Interesting new paper that builds on many of the ideas I explored in this project. The research, by Ayaan Qayyum, an Undergraduate Research Scholar at Rutgers, shows that the core concept of using advanced language models for sentiment trading is not only viable but highly effective. The study takes a similar but more advanced approach. Instead of using a model like GPT-3.5 to generate a simple sentiment score, it uses OpenAI’s embedding models to convert news headlines into rich, high-dimensional vectors. By training a battery of neural networks including

Gated Recurrent Units (GRU), Hidden Markov Model (HMM), Long Short-Term Memory (LSTM), Temporal Convolutional Networks (TCN), and a Feed-Forward Neural Network (FFNN). All were implemented using PyTorch.

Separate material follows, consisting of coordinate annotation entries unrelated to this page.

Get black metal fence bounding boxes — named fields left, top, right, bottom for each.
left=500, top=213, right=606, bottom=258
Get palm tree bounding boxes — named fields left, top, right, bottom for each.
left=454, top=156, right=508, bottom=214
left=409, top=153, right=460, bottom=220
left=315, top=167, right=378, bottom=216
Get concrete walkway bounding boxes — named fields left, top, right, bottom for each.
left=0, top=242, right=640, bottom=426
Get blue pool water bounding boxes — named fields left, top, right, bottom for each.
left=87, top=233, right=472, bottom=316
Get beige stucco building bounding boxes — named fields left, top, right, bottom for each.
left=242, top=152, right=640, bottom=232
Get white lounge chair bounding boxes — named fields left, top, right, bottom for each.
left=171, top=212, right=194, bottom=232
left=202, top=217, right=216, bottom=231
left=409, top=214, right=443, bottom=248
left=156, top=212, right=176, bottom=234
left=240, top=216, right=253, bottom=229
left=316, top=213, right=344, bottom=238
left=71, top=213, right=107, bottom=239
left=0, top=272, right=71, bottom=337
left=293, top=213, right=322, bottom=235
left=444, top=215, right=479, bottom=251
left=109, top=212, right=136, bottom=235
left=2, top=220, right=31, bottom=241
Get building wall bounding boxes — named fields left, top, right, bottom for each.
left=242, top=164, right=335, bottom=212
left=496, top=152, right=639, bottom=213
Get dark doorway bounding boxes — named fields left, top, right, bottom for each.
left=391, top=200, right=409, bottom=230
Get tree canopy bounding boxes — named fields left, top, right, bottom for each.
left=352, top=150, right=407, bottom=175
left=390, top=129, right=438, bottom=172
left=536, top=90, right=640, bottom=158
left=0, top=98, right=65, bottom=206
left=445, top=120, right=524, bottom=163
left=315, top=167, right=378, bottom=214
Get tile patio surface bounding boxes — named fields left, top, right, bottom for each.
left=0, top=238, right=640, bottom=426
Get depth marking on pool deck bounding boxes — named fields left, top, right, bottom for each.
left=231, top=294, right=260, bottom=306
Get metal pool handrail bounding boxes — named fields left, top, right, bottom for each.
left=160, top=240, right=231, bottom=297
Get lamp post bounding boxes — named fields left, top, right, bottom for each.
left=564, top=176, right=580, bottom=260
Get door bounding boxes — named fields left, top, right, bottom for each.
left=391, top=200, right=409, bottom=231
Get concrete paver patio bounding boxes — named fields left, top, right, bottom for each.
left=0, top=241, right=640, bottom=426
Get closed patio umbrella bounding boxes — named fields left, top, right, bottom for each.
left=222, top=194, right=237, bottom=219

on these embeddings alongside economic data, the study found it could reduce prediction errors by up to 40% compared to models without the news data.

The most surprising insight to me, and one that directly addresses the challenge of temporal drift I discussed, was that Qayyum’s time-independent models performed just as well, if not better, than the time-dependent ones. By shuffling the data, the models were forced to learn the pure semantic impact of a headline, independent of its specific place in time. This suggests that the market reacts to the substance of news in consistent ways, even if the narratives themselves change.